I clicked the button, and…… nothing. Normally the display on the radio changes color when it is transmitting. It didn’t do anything.
Then it occurred to me that the output of the TNC to the radio is just a simple audio signal, so I made a little “patch panel” from a small breadboard and hooked up the phone connector to a pair of earbuds, so that I could hear if the audio tones were being generated.
Thankfully, I could hear the tones in my earbuds, so that mean the audio output was working, it just wasn’t triggering the PTT.
I spent a bunch of time with the multimeter and the schematic, trying to trace back the PTT circuit to the right pin on the Nucleo32 board.
It was then that I noticed the jumper between the ground pin and the PTT pin. That jumper had been come installed in that position right out of the box, so I had just assumed that it was supposed to be there.
I pulled off the jumper, and…. voilá, the PTT worked.
Mistake #2: Received data is garbled
With the transmit working, I turned my attention to the receive functionality. I live in an area where there is not a lot of APRS traffic, so I needed a way to generate incoming traffic in a predictable way.
Once again, the fact that this is just an audio signal came in handy again. I used my patch panel to route speaker jack output of my Mac to the audio input of the NucleoTNC. Once that was connected, I downloaded the audio tracks from the WA8LMF Test CD and played it out the speakers.
The good news was that the DCD LED was lighting up whenever there was supposed to be a packet in the audio stream. But nothing was coming in to the APRS app(s). I tried both YAAC and QTH and neither of them were receiving packets. Since QTH is software that I’m developing myself, I knew exactly where to put breakpoints to inspect the data coming in.
Oddly, I was not getting any “FEND” bytes at all. This is a pretty crucial byte in the KISS protocol, because it marks where a packet of data starts and ends.

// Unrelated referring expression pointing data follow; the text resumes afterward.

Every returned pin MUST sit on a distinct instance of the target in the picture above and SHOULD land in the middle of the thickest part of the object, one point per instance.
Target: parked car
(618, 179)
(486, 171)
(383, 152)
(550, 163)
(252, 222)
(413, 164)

I ended up breaking down and posting a message on the Mobilinkd forum, asking if anyone had any ideas about what was wrong. Rob replied and asked me if I had set the baud to 38400 like it says in the instructions…
Oops. I had it at 9600 for some unknown reason.
Success
So, now I have a working NucleoTNC. Once I’m done testing it with QTH, who knows, maybe I’ll finally get a 2 meter antenna on my big tower and build an APRS digipeater.
Just wanted to say thanks for this write up. Being unfamiliar with the Nucleo boards I noticed the jumper and presumed it was related to some operational mode of the board. Obviously I ran into the same PTT issue but thanks to this post it only set me back a few minutes.
Thanks!
You mentioned using the NucleoTNC with Direwolf. I have mine connected to my Windows 11 laptop and a TRRS homebrewed cable to my Beofeng BF-R3. I can’t seem to get the Direwolf config file right to get it to work. Curious if anyone has had success and can share setup instructions.
Direwolf does not use “proper” modems. You will not be able to use this with Direwolf.
NI2O is correct. Direwolf and NucleoTNC are effectively both modems; You can think of Direwolf as a software modem and NucleoTNC as a hardware modem.